Zinc finger

Proteins need to recognize specific DNA sequences to regulate genes. But DNA is just four bases—adenine, thymine, guanine, cytosine—arranged in long sequences. How can a protein find a particular 9 or 12 base-pair sequence among billions? The answer, discovered in 1985, was the zinc finger: a small protein domain that uses a zinc atom to hold a precise shape capable of reading DNA like fingers reading Braille.

Aaron Klug at the Medical Research Council's Laboratory of Molecular Biology in Cambridge was studying TFIIIA, a transcription factor from the African clawed frog Xenopus. His colleague Jonathan Miller noticed that the protein contained multiple repeating sequences, each about 30 amino acids long. When they analyzed the structure, they found something unexpected: each repeat folded into a compact domain stabilized by a single zinc ion coordinated by cysteine and histidine amino acids. The finger-like domains extended outward, each recognizing a specific three-base-pair sequence of DNA.

The discovery opened a new understanding of gene regulation. Zinc fingers weren't rare anomalies—they were everywhere. The human genome encodes roughly 700 zinc finger proteins, making them one of the most common protein domains in biology. Each zinc finger recognizes a specific DNA triplet; stringing multiple fingers together allows recognition of longer, more specific sequences. Evolution had discovered modular DNA recognition, building complex specificity from simple repeated units.

The adjacent possible had assembled over the previous two decades. X-ray crystallography had advanced enough to reveal atomic-level protein structures. DNA sequencing, pioneered by Fred Sanger (also in Cambridge), allowed researchers to correlate protein sequences with function. The MRC Laboratory of Molecular Biology had become the world's center for structural biology, with Klug having already won the 1982 Nobel Prize for developing crystallographic electron microscopy. The intellectual infrastructure for this discovery was concentrated in one building.

The Cambridge location mattered beyond mere coincidence. The LMB had pioneered protein structure determination since the 1950s—Francis Crick had worked there, Max Perutz had solved hemoglobin's structure there. The laboratory's culture prioritized fundamental discovery over immediate application. Klug's group could pursue basic science on transcription factors without pressure to demonstrate practical utility. When the zinc finger's significance became clear, the same environment would foster decades of follow-on research.

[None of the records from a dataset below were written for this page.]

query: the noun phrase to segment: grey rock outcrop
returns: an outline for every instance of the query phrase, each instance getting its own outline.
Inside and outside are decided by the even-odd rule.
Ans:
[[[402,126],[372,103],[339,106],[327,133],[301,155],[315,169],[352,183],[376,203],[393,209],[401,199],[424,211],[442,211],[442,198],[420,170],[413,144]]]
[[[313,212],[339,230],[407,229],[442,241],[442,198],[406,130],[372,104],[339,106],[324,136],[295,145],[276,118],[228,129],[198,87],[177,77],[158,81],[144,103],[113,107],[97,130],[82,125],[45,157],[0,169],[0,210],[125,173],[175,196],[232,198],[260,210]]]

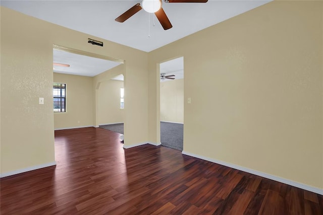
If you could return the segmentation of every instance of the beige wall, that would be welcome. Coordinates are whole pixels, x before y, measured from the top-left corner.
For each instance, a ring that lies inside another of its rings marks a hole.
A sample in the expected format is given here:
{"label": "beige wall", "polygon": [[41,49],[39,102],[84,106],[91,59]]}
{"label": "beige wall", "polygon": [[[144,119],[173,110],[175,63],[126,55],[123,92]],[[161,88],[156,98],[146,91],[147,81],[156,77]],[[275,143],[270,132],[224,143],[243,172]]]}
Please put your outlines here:
{"label": "beige wall", "polygon": [[184,79],[160,82],[160,121],[184,122]]}
{"label": "beige wall", "polygon": [[[87,43],[88,38],[96,39],[93,36],[1,10],[2,174],[55,161],[53,44],[124,60],[129,77],[124,84],[124,144],[147,141],[146,52],[100,38],[104,46],[93,46]],[[44,105],[38,104],[39,97],[44,98]]]}
{"label": "beige wall", "polygon": [[123,81],[108,80],[101,82],[98,92],[99,125],[124,122],[124,109],[120,108],[121,88],[123,88]]}
{"label": "beige wall", "polygon": [[185,152],[323,188],[322,4],[274,1],[150,52],[151,141],[156,65],[184,56]]}
{"label": "beige wall", "polygon": [[55,129],[93,126],[92,77],[54,73],[53,82],[66,84],[66,112],[54,113]]}

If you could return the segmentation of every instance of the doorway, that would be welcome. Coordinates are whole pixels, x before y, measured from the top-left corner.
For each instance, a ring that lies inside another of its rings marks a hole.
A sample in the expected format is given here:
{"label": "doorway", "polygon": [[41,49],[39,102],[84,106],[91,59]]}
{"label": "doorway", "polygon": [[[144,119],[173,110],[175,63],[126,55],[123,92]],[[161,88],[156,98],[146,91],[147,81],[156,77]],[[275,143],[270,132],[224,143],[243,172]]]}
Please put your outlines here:
{"label": "doorway", "polygon": [[184,57],[160,63],[160,142],[183,151]]}
{"label": "doorway", "polygon": [[118,70],[116,67],[121,66],[120,73],[123,73],[123,60],[54,45],[53,83],[64,84],[66,88],[66,108],[64,112],[54,113],[55,129],[97,127],[99,84],[108,79],[105,73]]}

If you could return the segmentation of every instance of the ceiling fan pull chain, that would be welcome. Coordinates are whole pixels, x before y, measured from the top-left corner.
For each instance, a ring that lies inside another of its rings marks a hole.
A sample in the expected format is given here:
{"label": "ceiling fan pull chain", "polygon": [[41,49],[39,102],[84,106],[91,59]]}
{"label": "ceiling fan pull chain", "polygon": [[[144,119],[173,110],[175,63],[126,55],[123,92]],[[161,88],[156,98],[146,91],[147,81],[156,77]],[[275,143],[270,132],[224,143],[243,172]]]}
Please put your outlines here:
{"label": "ceiling fan pull chain", "polygon": [[152,23],[153,27],[155,27],[155,16],[154,15],[152,15]]}
{"label": "ceiling fan pull chain", "polygon": [[148,13],[148,37],[150,37],[150,19],[149,13]]}

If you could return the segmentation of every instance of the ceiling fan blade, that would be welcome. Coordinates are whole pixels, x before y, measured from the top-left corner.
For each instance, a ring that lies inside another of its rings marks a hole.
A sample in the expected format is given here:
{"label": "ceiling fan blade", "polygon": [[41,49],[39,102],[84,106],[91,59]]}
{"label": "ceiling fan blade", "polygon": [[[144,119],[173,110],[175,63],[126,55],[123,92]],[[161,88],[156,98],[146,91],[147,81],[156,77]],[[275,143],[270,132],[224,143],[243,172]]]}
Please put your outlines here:
{"label": "ceiling fan blade", "polygon": [[155,12],[155,15],[160,23],[162,26],[164,28],[164,30],[168,30],[173,27],[163,8],[160,8],[158,11]]}
{"label": "ceiling fan blade", "polygon": [[207,0],[166,0],[167,3],[206,3]]}
{"label": "ceiling fan blade", "polygon": [[130,8],[129,10],[126,11],[123,14],[121,14],[115,20],[119,22],[124,22],[142,9],[142,8],[141,8],[141,6],[140,6],[140,4],[138,3],[136,4],[136,5],[135,5],[134,7]]}

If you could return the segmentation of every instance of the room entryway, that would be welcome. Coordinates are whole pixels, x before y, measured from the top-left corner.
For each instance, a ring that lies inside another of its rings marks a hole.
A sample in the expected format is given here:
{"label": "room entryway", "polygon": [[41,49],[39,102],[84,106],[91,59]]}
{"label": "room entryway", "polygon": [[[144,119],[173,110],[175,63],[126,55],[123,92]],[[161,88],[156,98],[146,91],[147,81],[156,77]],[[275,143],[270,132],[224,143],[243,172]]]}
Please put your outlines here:
{"label": "room entryway", "polygon": [[160,142],[183,151],[184,131],[184,57],[160,66]]}

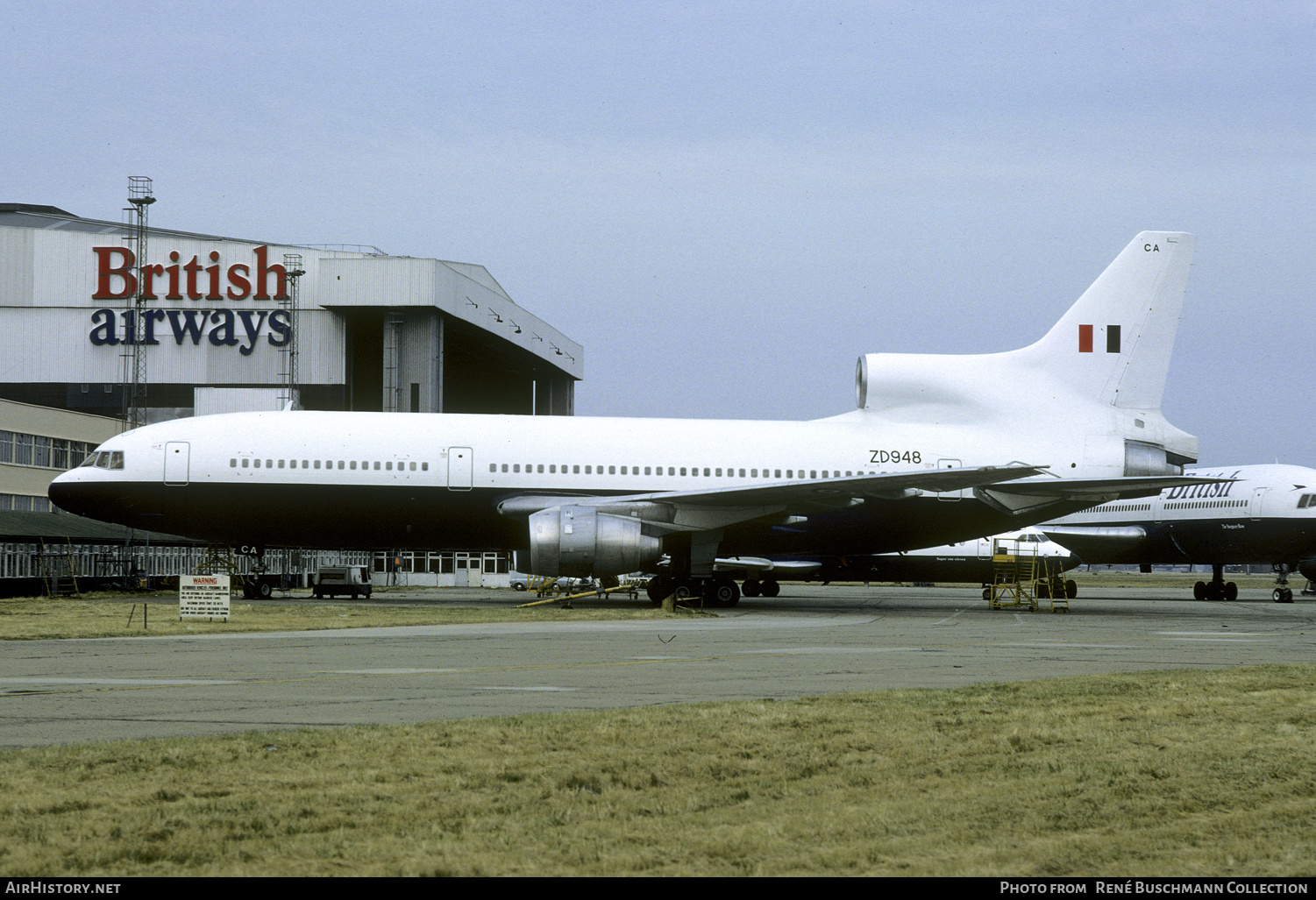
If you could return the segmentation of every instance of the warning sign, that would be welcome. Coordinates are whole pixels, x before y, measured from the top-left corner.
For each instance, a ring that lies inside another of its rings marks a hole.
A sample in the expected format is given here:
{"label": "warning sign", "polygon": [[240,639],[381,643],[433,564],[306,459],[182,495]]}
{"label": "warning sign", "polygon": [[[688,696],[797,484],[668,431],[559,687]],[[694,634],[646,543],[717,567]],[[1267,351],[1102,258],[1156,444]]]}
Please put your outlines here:
{"label": "warning sign", "polygon": [[229,617],[228,575],[180,575],[178,614],[192,618]]}

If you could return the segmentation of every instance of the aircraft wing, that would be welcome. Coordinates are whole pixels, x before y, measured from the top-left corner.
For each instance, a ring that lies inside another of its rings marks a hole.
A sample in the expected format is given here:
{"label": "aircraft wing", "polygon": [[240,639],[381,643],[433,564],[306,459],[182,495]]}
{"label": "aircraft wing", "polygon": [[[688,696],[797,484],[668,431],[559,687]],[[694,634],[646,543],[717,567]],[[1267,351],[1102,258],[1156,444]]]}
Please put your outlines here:
{"label": "aircraft wing", "polygon": [[765,557],[719,557],[713,561],[713,570],[719,572],[745,572],[750,578],[758,578],[765,572],[774,575],[803,575],[822,568],[822,563],[809,559],[767,559]]}
{"label": "aircraft wing", "polygon": [[[1190,484],[1232,482],[1230,478],[1196,478],[1192,475],[1148,475],[1125,478],[1015,480],[974,489],[983,503],[1009,513],[1024,513],[1062,500],[1095,507],[1111,500],[1150,497],[1166,488]],[[1066,545],[1067,546],[1067,545]]]}
{"label": "aircraft wing", "polygon": [[1037,525],[1037,530],[1094,563],[1136,550],[1148,537],[1141,525]]}
{"label": "aircraft wing", "polygon": [[590,507],[601,513],[638,518],[658,532],[699,532],[765,516],[844,509],[861,504],[865,497],[896,500],[915,496],[917,491],[963,491],[1030,478],[1042,471],[1038,466],[1013,464],[797,479],[733,488],[651,491],[620,496],[528,493],[504,497],[497,511],[504,516],[522,517],[554,507]]}

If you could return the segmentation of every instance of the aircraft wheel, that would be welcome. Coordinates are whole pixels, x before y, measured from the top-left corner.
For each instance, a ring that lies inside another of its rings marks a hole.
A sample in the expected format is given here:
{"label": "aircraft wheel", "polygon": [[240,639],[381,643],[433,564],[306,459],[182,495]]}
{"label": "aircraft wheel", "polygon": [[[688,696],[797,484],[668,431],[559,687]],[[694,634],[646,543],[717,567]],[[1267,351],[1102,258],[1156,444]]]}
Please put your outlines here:
{"label": "aircraft wheel", "polygon": [[736,587],[736,582],[732,579],[717,579],[713,582],[713,605],[715,607],[734,607],[740,603],[740,588]]}
{"label": "aircraft wheel", "polygon": [[666,575],[654,575],[645,586],[645,593],[649,595],[649,603],[657,607],[671,593],[671,579]]}

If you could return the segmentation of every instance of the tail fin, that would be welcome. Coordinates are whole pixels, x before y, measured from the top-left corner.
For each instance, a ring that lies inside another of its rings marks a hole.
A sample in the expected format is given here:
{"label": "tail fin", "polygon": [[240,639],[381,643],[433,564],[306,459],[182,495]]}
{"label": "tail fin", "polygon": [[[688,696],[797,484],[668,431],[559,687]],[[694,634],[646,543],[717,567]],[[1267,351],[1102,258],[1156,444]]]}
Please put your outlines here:
{"label": "tail fin", "polygon": [[1020,362],[1084,396],[1159,409],[1196,237],[1142,232]]}

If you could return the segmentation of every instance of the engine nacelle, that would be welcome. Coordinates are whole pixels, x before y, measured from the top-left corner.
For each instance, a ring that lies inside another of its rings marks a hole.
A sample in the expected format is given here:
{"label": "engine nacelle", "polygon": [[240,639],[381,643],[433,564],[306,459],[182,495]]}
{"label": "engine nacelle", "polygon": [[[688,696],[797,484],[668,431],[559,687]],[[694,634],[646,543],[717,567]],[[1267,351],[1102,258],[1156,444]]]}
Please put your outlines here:
{"label": "engine nacelle", "polygon": [[551,578],[625,575],[658,561],[662,543],[637,518],[594,507],[553,507],[530,516],[530,572]]}

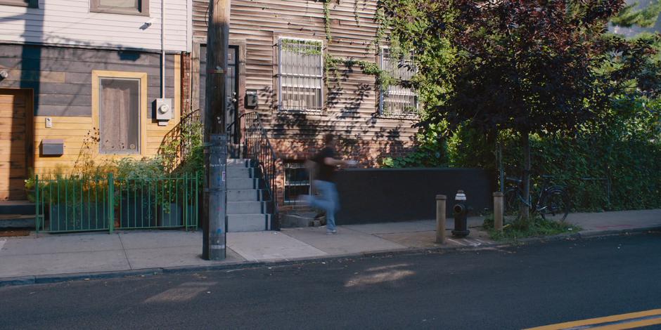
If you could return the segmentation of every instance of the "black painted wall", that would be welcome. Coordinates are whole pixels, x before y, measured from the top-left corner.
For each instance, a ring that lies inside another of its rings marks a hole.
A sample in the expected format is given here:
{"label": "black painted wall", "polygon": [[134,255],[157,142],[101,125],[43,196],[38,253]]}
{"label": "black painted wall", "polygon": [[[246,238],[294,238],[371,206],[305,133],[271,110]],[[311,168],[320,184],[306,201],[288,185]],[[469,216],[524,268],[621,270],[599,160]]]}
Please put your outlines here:
{"label": "black painted wall", "polygon": [[[166,93],[174,97],[174,57],[167,55]],[[146,72],[148,105],[160,98],[160,54],[38,45],[0,44],[0,88],[34,90],[36,116],[91,116],[92,70]],[[152,117],[151,109],[148,117]]]}
{"label": "black painted wall", "polygon": [[338,225],[436,218],[436,195],[447,196],[448,216],[458,190],[481,212],[492,209],[493,185],[487,172],[473,169],[366,169],[338,172]]}

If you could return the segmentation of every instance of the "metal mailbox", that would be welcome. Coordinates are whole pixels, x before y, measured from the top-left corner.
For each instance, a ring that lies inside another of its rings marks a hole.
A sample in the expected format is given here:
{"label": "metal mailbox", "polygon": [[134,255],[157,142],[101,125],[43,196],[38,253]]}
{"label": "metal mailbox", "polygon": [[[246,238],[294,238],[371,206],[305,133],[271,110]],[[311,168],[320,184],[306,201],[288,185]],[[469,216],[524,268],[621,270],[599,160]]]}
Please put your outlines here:
{"label": "metal mailbox", "polygon": [[41,140],[41,154],[44,156],[62,156],[64,154],[64,140]]}

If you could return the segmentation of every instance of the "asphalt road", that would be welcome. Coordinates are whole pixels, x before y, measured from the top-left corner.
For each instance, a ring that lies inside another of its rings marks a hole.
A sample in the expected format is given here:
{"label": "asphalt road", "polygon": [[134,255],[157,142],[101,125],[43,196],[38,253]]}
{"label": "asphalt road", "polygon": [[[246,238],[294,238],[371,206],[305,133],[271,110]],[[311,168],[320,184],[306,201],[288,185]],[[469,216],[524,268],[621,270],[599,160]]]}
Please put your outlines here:
{"label": "asphalt road", "polygon": [[661,308],[661,235],[0,288],[0,329],[521,329]]}

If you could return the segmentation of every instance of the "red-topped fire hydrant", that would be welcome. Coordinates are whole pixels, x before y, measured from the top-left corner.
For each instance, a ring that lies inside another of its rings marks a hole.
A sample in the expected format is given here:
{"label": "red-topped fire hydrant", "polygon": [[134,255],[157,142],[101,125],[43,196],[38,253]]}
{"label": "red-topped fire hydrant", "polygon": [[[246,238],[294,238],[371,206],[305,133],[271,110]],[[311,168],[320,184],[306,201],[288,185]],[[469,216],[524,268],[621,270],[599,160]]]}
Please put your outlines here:
{"label": "red-topped fire hydrant", "polygon": [[456,204],[452,208],[452,212],[454,213],[454,230],[452,230],[452,235],[456,237],[465,237],[468,236],[470,230],[468,230],[468,206],[466,205],[466,194],[463,190],[457,191],[454,201]]}

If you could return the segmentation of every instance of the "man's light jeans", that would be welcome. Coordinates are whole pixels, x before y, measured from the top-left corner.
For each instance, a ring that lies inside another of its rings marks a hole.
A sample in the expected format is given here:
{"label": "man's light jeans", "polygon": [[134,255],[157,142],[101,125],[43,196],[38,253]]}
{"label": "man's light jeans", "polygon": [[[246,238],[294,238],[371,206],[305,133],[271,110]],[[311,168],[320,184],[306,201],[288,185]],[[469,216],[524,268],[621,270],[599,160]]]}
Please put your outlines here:
{"label": "man's light jeans", "polygon": [[309,195],[307,197],[307,202],[312,206],[326,211],[326,229],[330,231],[335,230],[335,212],[340,209],[338,188],[332,182],[315,180],[314,183],[321,195]]}

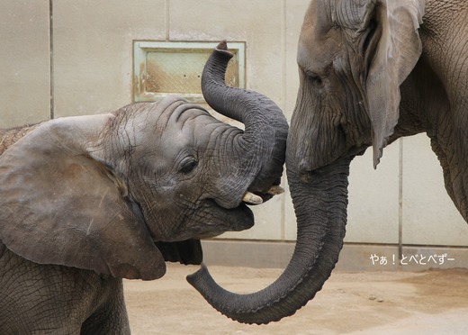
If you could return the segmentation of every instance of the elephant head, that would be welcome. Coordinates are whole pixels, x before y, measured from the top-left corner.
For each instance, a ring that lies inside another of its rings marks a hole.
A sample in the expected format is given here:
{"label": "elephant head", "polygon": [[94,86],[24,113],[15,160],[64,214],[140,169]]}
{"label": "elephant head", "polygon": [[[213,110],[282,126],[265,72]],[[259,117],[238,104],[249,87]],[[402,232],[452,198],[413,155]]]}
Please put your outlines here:
{"label": "elephant head", "polygon": [[29,130],[0,156],[0,240],[36,263],[148,280],[165,260],[200,264],[199,239],[250,228],[245,203],[277,190],[287,122],[224,85],[230,56],[220,44],[203,90],[245,131],[177,96]]}
{"label": "elephant head", "polygon": [[311,1],[286,149],[296,247],[283,275],[257,293],[228,293],[204,268],[191,278],[222,313],[246,323],[278,321],[305,305],[330,276],[346,232],[350,161],[373,146],[377,165],[393,140],[400,85],[421,53],[424,6],[422,0]]}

The cascade from discovery to application took time. In the 1990s, researchers realized zinc fingers could be engineered: by changing the amino acids at key positions, you could alter which DNA triplet each finger recognized. Carl Pabo at MIT and colleagues systematically determined the recognition rules. By the early 2000s, scientists could design zinc fingers to target almost any DNA sequence. Attaching a nuclease domain created zinc finger nucleases (ZFNs)—the first programmable tools for cutting DNA at specific locations, enabling precise genome editing before CRISPR made it easier.

By 2025, zinc finger proteins had enabled the first wave of therapeutic genome editing. Sangamo Therapeutics developed ZFN-based treatments for HIV, hemophilia, and rare genetic diseases. Though CRISPR eventually eclipsed ZFNs for research applications due to its simpler design, zinc finger therapeutics retained advantages in certain contexts—smaller size, reduced immunogenicity, proven clinical track records. A discovery about frog transcription factors had become a foundation for rewriting human DNA.